JEDDAH, Saudi Arabia (Reuters) – The rulers of six Gulf Arab oil producers will decide in December whether they can meet a 2010 deadline for monetary union, the Saudi central bank governor said yesterday after meeting regional policymakers.
Investors were watching the meeting in the Saudi Red Sea port city of Jeddah for any signs of a rift on currency policy, which could renew market bets on the demise of a regional exchange-rate regime pegged to the tumbling U.S. dollar.
“There was agreement that there is no need to change the current foreign exchange policy with consensus from all member states,” Hamad Saud al-Sayyari, governor of the Saudi Arabian Monetary Agency told reporters after the talks.
Gulf currencies strengthened again on Friday, with the Qatari riyal gaining to its strongest since 2003, as investors bet delays to monetary union plan would prompt central banks to let exchange rates appreciate.
“We did not discuss setting a new date,” Sayyari said.
Finance ministers and central bankers would pass on their assessment of the currency union plan to Gulf Arab rulers, who would decide the issue when they meet in Qatar in December.
All six states agree the 2010 deadline will be difficult, if not impossible, to meet. United Arab Emirates Central Bank Governor Sultan Nasser al-Suweidi told a magazine this month that the timetable could slip beyond 2015.
The International Monetary Fund said Gulf monetary policy needed to be consistent with dollar pegs, after the six states broke ranks on their response to a U.S. interest rate cut last month, raising speculation about currency revaluations.
“I think the relationship with the dollar is one alternative,” IMF Managing Director Rodrigo Rato told reporters after meeting Gulf Arab officials in Jeddah.
“That alternative requires following monetary policy that is coherent with that alternative,” he said.
When the U.S. Federal Reserve cut rates on Sept. 18, Saudi Arabia, Oman and Bahrain declined to follow, choosing to ride out pressure on their currencies to appreciate, rather than stoke inflation at home.
Qatar and the United Arab Emirates cut some key rates along with Kuwait, the only Gulf Arab state that does not peg its currency to the U.S. dollar.
Investors drove the Saudi riyal to a 21-year high after the Fed cut, taking divergence on monetary policy as another sign that the deadline for creating a single currency was out of reach.
The monetary union deadline began slipping when Oman opted last year not to join by 2010, saying it did not want to meet the spending curbs agreed with its neighbours.

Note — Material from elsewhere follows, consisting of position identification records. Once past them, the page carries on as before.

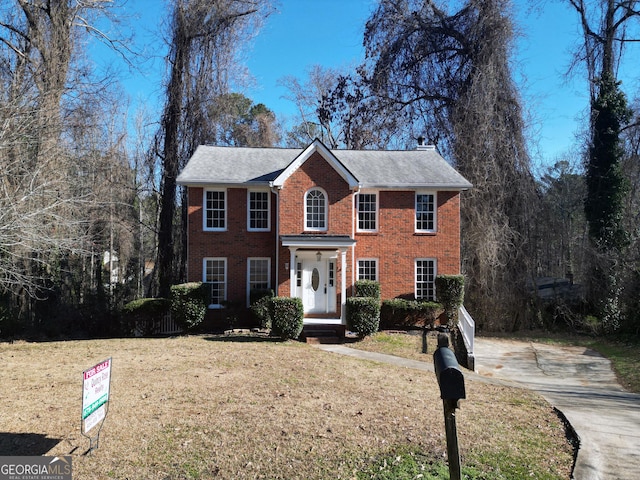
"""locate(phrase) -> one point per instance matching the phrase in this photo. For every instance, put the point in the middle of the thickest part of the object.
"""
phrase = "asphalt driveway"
(580, 383)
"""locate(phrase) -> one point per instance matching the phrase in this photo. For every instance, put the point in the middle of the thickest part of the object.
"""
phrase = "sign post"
(96, 385)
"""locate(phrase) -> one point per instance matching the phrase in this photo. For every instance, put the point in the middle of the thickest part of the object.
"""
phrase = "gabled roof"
(316, 146)
(247, 166)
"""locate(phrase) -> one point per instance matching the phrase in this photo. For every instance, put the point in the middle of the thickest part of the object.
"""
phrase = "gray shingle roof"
(229, 166)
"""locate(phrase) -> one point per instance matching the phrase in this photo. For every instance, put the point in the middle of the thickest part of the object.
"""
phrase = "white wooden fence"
(468, 330)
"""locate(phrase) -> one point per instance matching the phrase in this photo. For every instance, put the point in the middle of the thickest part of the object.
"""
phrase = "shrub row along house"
(310, 223)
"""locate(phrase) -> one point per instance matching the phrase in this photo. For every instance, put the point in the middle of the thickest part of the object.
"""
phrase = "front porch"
(317, 270)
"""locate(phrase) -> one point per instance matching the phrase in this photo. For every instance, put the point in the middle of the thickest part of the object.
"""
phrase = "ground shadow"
(25, 444)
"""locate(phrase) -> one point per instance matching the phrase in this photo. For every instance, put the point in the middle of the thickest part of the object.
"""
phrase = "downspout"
(276, 192)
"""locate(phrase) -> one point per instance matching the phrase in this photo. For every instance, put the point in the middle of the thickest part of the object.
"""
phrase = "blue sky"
(329, 33)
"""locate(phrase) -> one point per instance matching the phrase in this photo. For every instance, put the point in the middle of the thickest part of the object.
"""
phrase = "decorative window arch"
(315, 212)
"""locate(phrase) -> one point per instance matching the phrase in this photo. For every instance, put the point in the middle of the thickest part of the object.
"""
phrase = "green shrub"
(367, 288)
(287, 316)
(260, 306)
(363, 315)
(401, 313)
(142, 316)
(450, 293)
(188, 304)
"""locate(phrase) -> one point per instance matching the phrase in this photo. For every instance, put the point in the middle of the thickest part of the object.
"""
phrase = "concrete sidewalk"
(577, 381)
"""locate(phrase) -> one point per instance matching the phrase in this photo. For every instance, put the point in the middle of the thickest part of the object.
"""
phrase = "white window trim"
(326, 211)
(415, 276)
(226, 278)
(204, 210)
(375, 260)
(268, 259)
(435, 211)
(249, 228)
(377, 219)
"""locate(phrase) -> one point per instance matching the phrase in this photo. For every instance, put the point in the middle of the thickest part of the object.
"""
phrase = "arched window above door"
(315, 214)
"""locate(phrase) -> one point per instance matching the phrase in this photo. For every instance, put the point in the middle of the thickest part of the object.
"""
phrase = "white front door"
(314, 286)
(318, 286)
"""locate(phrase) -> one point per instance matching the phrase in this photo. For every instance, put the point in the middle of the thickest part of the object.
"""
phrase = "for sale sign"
(95, 393)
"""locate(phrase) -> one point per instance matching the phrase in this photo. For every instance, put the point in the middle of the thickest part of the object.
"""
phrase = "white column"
(292, 271)
(343, 286)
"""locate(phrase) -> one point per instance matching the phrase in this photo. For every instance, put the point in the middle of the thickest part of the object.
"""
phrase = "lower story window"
(215, 276)
(259, 275)
(368, 269)
(426, 279)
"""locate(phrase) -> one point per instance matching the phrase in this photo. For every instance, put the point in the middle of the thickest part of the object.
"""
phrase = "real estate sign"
(95, 393)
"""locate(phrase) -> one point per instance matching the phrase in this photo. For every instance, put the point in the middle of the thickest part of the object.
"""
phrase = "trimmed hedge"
(188, 304)
(367, 288)
(141, 316)
(260, 306)
(401, 313)
(363, 315)
(450, 292)
(287, 316)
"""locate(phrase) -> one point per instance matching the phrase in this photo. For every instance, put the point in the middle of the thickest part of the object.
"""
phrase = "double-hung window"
(259, 277)
(425, 212)
(258, 218)
(215, 210)
(367, 206)
(368, 269)
(426, 279)
(315, 214)
(215, 277)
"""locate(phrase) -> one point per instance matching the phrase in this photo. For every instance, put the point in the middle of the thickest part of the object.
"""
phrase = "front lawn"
(202, 407)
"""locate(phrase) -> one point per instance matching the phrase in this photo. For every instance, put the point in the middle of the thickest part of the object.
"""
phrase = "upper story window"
(258, 218)
(315, 213)
(215, 210)
(425, 212)
(426, 279)
(367, 206)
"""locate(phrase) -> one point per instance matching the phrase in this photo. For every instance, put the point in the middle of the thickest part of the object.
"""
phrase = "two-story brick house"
(309, 223)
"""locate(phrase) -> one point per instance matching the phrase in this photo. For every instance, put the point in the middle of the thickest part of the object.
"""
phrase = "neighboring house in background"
(309, 223)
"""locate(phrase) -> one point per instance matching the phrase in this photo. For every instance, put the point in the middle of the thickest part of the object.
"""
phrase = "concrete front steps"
(323, 334)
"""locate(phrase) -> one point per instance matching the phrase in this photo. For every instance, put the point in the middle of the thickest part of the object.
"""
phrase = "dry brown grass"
(251, 407)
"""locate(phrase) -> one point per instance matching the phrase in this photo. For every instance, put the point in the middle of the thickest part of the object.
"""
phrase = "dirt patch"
(251, 407)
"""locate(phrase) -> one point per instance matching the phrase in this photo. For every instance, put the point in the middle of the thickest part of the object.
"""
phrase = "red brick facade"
(395, 245)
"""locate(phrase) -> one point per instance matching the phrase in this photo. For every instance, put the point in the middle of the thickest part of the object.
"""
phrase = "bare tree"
(607, 27)
(206, 36)
(449, 72)
(49, 148)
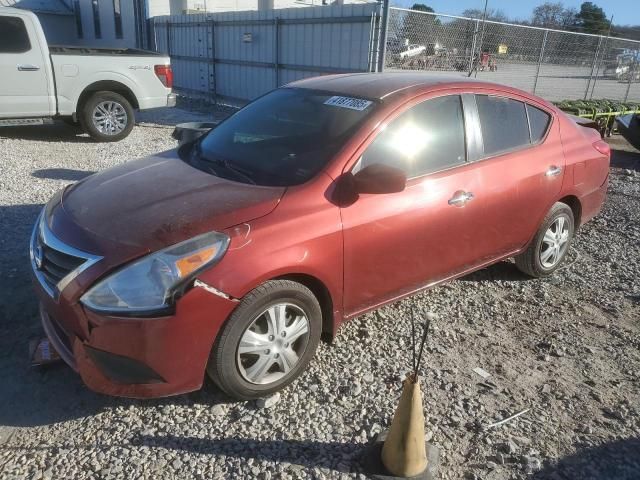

Kuwait blamed the delay for a decision to drop its peg to the dollar in May. Kuwait’s central bank started tracking the dinar’s rate against a currency basket, saying dollar weakness was fuelling inflation by making some imports more expensive.
Kuwait’s neighbours have repeatedly ruled out following suit.
But with the dollar at record lows, regional inflation at decade highs and central banks facing the prospect of tracking more U.S. interest rate cuts, Gulf states may be considering a revaluing currencies together, Standard Chartered Bank said last week.